La literatura es una de las fuentes de donde surgen estas experiencias no vividas que sin embargo percibimos como reales; otra es el cine. No en vano los alemanes llamaron a este arte träumfabrik, fábrica de los sueños, pues gracias a él podemos acceder a una inédita dimensión.

Sin esa región en la cual la posibilidad se abandona para convertirse, al menos fugazmente, en realidad, lo que llamamos cotidianidad se tornaría en un universo pobre y confuso. Presos de la rutina, seríamos menos sensibles al mundo de los afectos e incluso perderíamos la comprensión de lo más cercano. Sin una mirada más amplia de lo que somos y de nuestras limitaciones, la reconciliación con nuestra humana naturaleza sería una tarea más compleja y menos plena.

El cine celebra pues la vida a través de la ficción. Y, como todo arte elevado, busca lo universal hurgando en los rasgos particulares del alma humana. Visita así todos los mundos, se alimenta de toda voz y de todo estilo, atiende a toda música y a todo ritmo y, por ello, si bien borra fronteras, no cesa en su captura de maneras en las que cada pueblo reconoce su rostro y su historia.

Lo anterior viene a cuento ya que celebramos el Décimo Sexto Festival de Cine de Lima, nacido y desarrollado gracias a los esfuerzos de la Pontificia Universidad Católica del Perú a través de su Centro Cultural. Fiesta que ha logrado constituirse en una verdadera tradición en el calendario cultural del país puesto que ha crecido en el número de películas presentadas, de invitados nacionales y extranjeros, de categorías en concurso y de sedes implicadas, hasta convertirse en un punto de referencia para el cine internacional.

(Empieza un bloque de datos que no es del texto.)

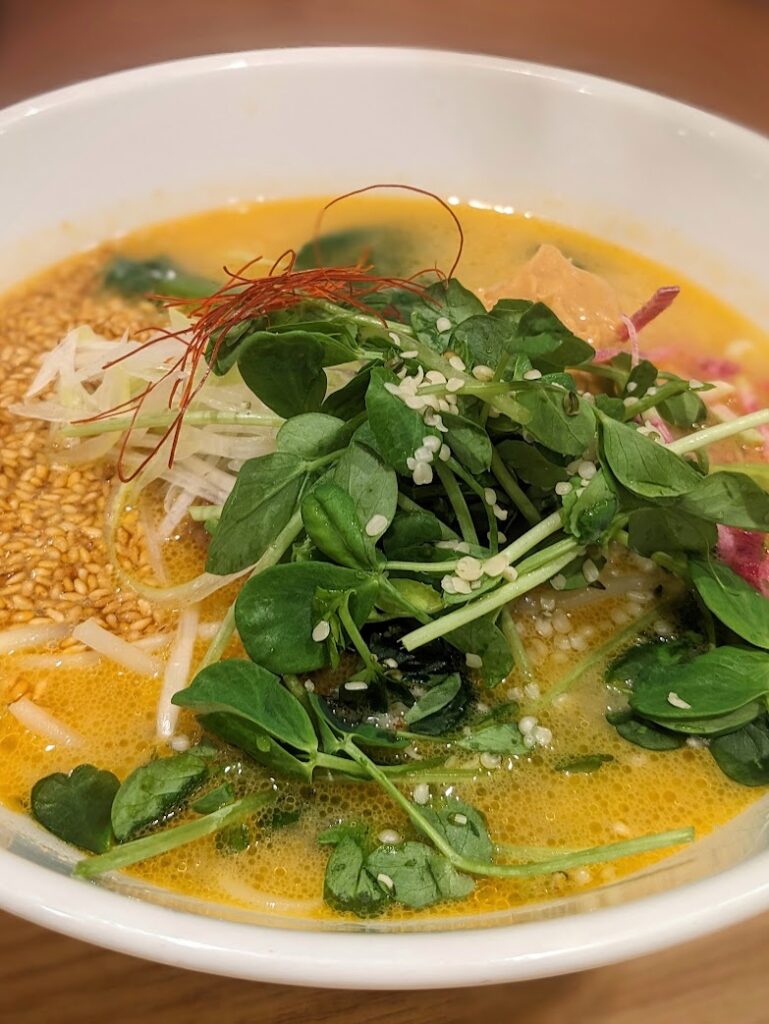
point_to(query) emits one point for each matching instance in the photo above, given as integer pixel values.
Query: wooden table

Tiene lugar privilegiado en el Festival el cine latinoamericano, al cual se le comprende no como reivindicación localista, hostilidad hacia lo foráneo o negación de la universalidad esencial de toda gran creación artística. Por el contrario, se lo celebra como un quehacer que existe por derecho propio que ha conquistado madurez y autonomía, variedad y audacia, en suma, esa libertad que es la condición primera de todo arte.

Ahora bien, recorrer ese camino ha supuesto y supone aún afrontar numerosos desafíos y dificultades: el cine latinoamericano ha podido alcanzar indiscutido prestigio enfrentándose audazmente, la mayor parte de las veces, a una industria masiva y voraz, diseñada para inducir apenas el consumo frívolo y pasajero y que cuenta con la complicidad de una maquinaria prodigiosa y abundante en recursos, pero, con frecuencia, carente de vitalidad, de significado y de humanidad. Por ello, ver y apreciar el cine de calidad que se crea en nuestros países constituye una forma de recompensar una labor cargada de entrega, sacrificio y convicción. Es asimismo una oportunidad privilegiada para reconocer que los habitantes de esta parte del mundo compartimos una misma historia, un mismo territorio, una misma lengua y también una misma memoria sobre todo ello.

Si acaso fuera posible sustraer de nuestras conciencias personajes y lugares, voces y colores como los que se encuentran en Cenizas del paraíso, Profundo carmesí, Estación central o Memorias del subdesarrollo, sin contar con las obras más recientes y de las cuales hemos gozado en este querido Festival, sentiríamos cómo perdemos una porción sustancial de nuestra experiencia, se devaluaría la imagen que tenemos de nosotros mismos y de cuanto nos rodea. Y así se haría más pobre el diálogo entre nosotros, ese diálogo en el que, tanto para los individuos como para los pueblos, cobra vida significativa aquello que llamamos identidad.